A digital camera that's attached to the barrel of a gun and starts recording when an officer draws his or her weapon is allowing law enforcement officials to go high-tech in their hunts.
The "Pistol Cam," which acts as extra eyes for any officer caught in a confrontation, currently is only used in Orange County, N.Y. More are expected to end up in police stations around the country during the next few years.
"This allows us the opportunity to review shooting incidents, unlawful use of force incidents and hopefully exonerate the member that's involved in the shooting. It also ensures the public the police are not overstepping their boundaries," said Orange County Sheriff's Office Capt. Dennis Barry.
The camera can catch things like a bullet traveling 1,000 mph from a gun barrel, and the founder of the company that makes the device said it's like an airplane black box because it can't be tampered with by the officer.
The Pistol Cam, which was originally created to videotape animals while hunting, is part of a large move toward more transparency in law enforcement. Dashboard camera videos aboard police cruisers have been popular for years, and now some officers even carry Tasers with cameras.
"You are going to be able to see that I was giving somebody lawful commands. You are going to be able to see them in an … angry stance, emotionally disturbed," said Marcus Martin, of the Las Vegas Metro Police Department, which uses Tasers with cameras.
Police hope the technology will help prevent confusion about what really happens during arrests and stops and help citizen feel more secure having everything caught on tape.

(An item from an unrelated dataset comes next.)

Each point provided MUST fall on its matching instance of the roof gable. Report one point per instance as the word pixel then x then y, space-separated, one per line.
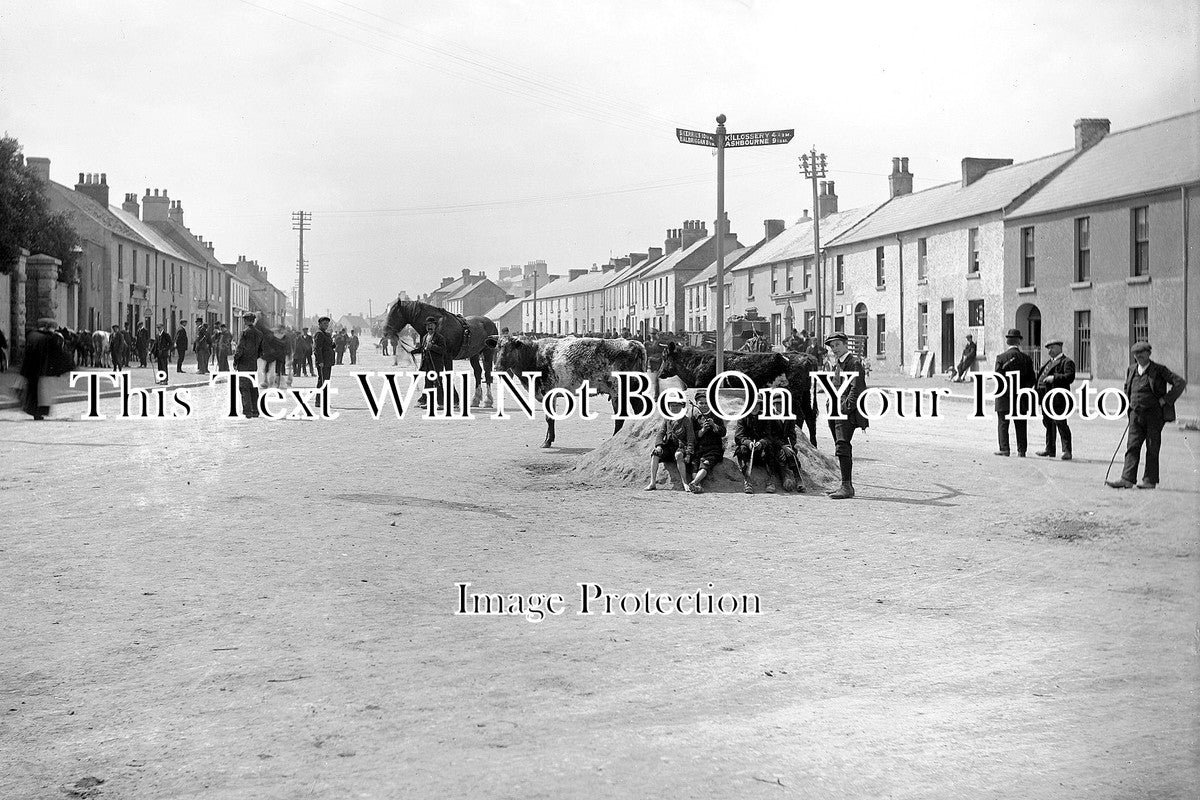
pixel 949 202
pixel 1146 158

They hope to avoid high-profile cases like the one earlier this year when a University of Florida student was Tasered after asking persistent questions to Sen. John Kerry, D-Mass. The case gained national attention as the victim yelled out, "Don't Tase me, bro," as a camera recorded the incident.
But privacy advocates worry the new crime-fighting technologies have the potential to cross the line.
"The cameras have the potential to be a good thing, but only if the recordings are shared with the public on request," said Gary Peck of the American Civil Liberties Union.